La gente no es tonta

Por Matías Acuña Núñez

El domingo 25 de octubre de 2020 será recordado por mucho tiempo como un día histórico para la república, y para el mundo.

Lo que ocurrió no es menor. Y es que el resultado del plebiscito se erige como una salida institucional a la crisis que veníamos viviendo desde hace un año, y nos recuerda que los problemas políticos se solucionan precisamente con política. Habló la democracia. Habló el pueblo de Chile.

Sin embargo, el período previo de campaña electoral de cierto sector político brilló por su bajeza.

La campaña del rechazo reflejó los aspectos más deplorables -y no digo que todos lo sean- de la derecha. (Con campaña hago alusión no sólo a la franja televisiva, también a la propaganda y al discurso de sus adherentes). Buscó difundir una serie de imágenes y mensajes oportunistas, tales como la idea de vincular directamente al Apruebo con el tema de la violencia; o, en este mismo sentido, apelar al miedo con eso de Chilezuela.

Hubo mensajes algo ridículos, como el “en esta franja usted no verá políticos”, que fue exhibido por un partido de ese lado del espectro, en un intento por desvincularse de su rol como partido político no siendo otra cosa que un partido político. Nada más que populismo en su máxima expresión.

Eslóganes como “rechazar para reformar” resultaron a ojos de todos un tanto inverosímiles -por decir lo menos- cuando revisamos el expediente de proyectos que han sido frenados y rechazados -miren que paradójico- por ellos mismos.

Y de lo inverosímil pasaron, impresentablemente, a lo falso, cuando mostraron el secuestro de un sacerdote -parte de una secuencia artística- como si fuese un suceso de violencia en medio de las manifestaciones.

Esto último hubiese sido lo más grave si no fuera por la absoluta falta de respeto y el descaro que significó utilizar “el derecho de vivir en paz” de Víctor Jara -hombre torturado y asesinado por la dictadura que algunos integrantes de aquel conglomerado defienden- en su franja televisiva que, por cierto, también fue el emblema de la protesta social de octubre.

Estos elementos nos hablan un poco del concepto de sociedad civil que tienen en ese sector político. Nos inducen a interpretar que la idea que por allí ronda es la de una población incapaz de darse cuenta de que están intentando influir en su elección no mediante un legítimo argumento sino despertando su miedo y reforzando sus incertezas.

Lo que yace justo en el corazón de esa premisa es, pienso, la percepción de que los ciudadanos y las ciudadanas son, también, incapaces de ejercer su rol de sujetos cívicos para tomar parte de la deliberación para la autodeterminación colectiva. Es finalmente una suerte de subestimación y escepticismo de la propia autonomía del individuo. Esto, naturalmente, resuelve en una enraizada desconfianza en la democracia misma.

La toma de decisiones y la distribución del poder en Chile sin duda se ha visto influida por ello, lo que en nuestros tiempos se lee como una incompatibilidad con la época que vivimos como sociedad. El incremento en los niveles de educación que ha experimentado nuestro país en las últimas décadas viene de la mano de una madurez social, un inconformismo y visión crítica del entorno que se habita y sobre las instituciones que lo rigen. Eso explica, por lo menos una parte, del conflicto social de octubre, y hace necesario, a la vez, que en el proceso constituyente se planteen mecanismos de participación política más directos.
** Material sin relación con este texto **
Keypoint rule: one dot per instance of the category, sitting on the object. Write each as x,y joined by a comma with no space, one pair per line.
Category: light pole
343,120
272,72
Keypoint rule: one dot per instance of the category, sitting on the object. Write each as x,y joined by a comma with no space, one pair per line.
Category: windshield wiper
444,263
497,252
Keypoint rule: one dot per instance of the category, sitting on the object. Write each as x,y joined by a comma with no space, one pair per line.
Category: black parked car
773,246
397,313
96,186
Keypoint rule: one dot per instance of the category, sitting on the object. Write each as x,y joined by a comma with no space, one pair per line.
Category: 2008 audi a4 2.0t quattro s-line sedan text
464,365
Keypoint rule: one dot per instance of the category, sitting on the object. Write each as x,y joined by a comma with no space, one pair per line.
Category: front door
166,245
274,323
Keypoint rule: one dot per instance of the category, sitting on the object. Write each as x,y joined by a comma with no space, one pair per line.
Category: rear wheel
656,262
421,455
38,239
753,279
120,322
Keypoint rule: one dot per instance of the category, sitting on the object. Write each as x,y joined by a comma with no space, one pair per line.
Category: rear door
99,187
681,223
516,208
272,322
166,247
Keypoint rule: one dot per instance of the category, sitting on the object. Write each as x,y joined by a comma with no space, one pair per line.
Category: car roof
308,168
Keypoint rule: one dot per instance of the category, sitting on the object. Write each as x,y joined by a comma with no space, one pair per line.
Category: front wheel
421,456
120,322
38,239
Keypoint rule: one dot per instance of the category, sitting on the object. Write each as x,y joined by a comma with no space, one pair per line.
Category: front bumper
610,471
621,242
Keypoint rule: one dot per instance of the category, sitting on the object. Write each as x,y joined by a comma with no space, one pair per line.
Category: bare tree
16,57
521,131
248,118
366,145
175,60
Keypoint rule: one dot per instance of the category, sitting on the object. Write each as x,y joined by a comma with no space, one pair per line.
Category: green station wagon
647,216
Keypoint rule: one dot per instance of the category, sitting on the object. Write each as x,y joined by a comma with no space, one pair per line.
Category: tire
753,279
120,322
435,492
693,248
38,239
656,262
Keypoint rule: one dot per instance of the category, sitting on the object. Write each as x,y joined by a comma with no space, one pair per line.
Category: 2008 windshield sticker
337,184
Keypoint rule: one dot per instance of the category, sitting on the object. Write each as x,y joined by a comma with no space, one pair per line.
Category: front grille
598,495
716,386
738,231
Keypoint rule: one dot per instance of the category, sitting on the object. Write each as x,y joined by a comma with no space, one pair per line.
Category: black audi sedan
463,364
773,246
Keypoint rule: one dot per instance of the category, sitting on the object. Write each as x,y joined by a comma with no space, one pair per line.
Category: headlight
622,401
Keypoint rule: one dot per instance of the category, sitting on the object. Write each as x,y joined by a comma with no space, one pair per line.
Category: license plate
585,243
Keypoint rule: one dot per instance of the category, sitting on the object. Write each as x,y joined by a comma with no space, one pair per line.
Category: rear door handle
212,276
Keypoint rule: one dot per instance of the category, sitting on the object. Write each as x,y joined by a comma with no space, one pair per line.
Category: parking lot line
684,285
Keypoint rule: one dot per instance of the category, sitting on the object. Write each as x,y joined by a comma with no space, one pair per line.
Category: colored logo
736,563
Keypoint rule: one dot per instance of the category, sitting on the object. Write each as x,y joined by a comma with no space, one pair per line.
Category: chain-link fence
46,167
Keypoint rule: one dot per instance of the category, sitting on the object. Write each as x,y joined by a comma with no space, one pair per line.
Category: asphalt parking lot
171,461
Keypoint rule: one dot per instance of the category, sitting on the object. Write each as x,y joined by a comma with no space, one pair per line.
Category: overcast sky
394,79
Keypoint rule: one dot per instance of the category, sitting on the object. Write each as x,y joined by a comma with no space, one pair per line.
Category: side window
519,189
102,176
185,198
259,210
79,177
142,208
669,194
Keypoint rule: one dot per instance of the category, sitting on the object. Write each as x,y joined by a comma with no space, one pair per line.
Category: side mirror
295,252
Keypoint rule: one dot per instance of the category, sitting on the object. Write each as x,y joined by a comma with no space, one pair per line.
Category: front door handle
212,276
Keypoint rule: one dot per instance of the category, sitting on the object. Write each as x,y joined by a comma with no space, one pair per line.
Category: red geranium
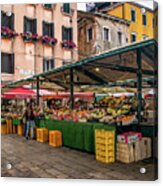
7,32
49,40
68,44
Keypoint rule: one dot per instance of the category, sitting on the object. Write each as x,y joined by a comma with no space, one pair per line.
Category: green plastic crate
16,121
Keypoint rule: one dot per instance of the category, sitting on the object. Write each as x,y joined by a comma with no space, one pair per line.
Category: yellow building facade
143,20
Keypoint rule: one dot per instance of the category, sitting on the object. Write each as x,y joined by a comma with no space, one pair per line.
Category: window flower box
28,36
68,44
8,33
48,40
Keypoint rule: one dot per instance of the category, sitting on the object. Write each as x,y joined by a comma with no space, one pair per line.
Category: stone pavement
33,159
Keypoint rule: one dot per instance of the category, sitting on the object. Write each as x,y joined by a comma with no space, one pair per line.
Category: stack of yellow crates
42,135
20,129
105,146
9,126
55,138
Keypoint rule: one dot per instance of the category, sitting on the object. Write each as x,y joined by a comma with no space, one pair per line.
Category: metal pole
139,83
71,89
37,88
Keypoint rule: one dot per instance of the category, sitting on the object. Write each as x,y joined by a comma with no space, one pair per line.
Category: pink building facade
47,38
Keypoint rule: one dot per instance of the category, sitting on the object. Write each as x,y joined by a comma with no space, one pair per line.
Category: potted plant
68,44
6,32
28,36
Entonces, sí, podrán asediar a la población con su ola de proclamas y spots propagandísticos con los que, por ejemplo, invadieron YouTube durante estos meses (y aquí no busco hacer un juicio moral respecto de que si es correcto o no permitir la gran brecha de aportes económicos entre ambas campañas; ni tampoco digo que haber votado rechazo sea algo inmoral; sólo constato los hechos). Pero no olviden que la gente no es tonta. Y tiene memoria.